Project for Advanced Obejct Oriented Software Development Module (4th Year, Bsc (Hons) in Software Development)
A Java web application that enables two or more text documents to be compared for similarity.
The implementation includes the following features:
-
A document or URL can be specified or selected from a web browser and then dispatched to a servlet instance running under Apache Tomcat.
-
Each submitted document it is parsed into its set of constituent shingles and then compared against the existing document(s) in an object-oriented database (db4O) and then stored in the database.
-
The similarity of the submitted document to the set of documents stored in the database is returned and presented to the session user.

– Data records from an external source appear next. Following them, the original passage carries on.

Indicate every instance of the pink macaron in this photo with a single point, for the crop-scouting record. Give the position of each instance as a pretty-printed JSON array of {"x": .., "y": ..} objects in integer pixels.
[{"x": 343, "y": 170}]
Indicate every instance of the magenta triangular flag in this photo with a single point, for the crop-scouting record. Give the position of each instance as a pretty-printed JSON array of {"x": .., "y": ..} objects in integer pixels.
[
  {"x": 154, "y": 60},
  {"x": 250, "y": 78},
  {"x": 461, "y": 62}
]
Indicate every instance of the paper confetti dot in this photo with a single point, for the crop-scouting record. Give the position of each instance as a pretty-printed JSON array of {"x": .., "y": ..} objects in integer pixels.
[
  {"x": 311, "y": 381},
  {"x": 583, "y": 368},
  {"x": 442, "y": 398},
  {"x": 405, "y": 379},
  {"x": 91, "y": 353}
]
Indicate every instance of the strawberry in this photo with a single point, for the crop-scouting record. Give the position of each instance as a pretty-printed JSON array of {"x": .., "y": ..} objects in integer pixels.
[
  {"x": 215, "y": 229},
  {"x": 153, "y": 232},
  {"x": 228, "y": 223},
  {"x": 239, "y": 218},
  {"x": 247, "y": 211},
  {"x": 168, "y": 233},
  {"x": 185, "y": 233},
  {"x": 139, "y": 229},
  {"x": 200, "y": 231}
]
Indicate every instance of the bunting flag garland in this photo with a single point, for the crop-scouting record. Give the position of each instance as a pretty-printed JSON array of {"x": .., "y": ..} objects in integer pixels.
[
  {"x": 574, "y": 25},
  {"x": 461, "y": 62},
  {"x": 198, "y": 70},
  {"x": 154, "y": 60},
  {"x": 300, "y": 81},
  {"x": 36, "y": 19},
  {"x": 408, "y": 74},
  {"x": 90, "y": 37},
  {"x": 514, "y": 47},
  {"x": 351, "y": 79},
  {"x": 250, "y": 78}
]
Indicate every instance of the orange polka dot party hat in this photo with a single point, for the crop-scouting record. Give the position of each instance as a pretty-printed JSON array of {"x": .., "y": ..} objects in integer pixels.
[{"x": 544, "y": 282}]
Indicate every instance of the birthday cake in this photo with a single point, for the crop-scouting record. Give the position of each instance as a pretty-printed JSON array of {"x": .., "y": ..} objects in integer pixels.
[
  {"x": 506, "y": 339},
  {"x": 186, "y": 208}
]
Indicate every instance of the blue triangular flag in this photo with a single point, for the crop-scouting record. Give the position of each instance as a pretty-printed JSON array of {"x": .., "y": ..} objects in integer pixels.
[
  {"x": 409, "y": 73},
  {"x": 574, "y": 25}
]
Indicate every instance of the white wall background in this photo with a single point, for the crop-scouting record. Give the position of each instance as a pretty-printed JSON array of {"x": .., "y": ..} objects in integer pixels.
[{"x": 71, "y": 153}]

- The access to the database is controller by a set of classes to prevent a concurrency issue in the database running on a separate Thread that takes in requests. (package: ie.gmit.db)
- Comparisons between documents run on a separate thread.
- Empty documents get a 99% similarity result with any other document.
- Due to the randomness of the minHash similarity values fluctuate from one request to another for the same files.
-
Java: Java is a set of computer software and specifications developed by Sun Microsystems, which was later acquired by the Oracle Corporation, that provides a system for developing application software and deploying it in a cross-platform computing environment.
-
db4o: An embeddable open source object database for Java and.NET developers. Developed, commercially licensed and supported by Actian. In October 2014, Actian declined to continue to actively pursue and promote the commercial db4o product offering for new customers.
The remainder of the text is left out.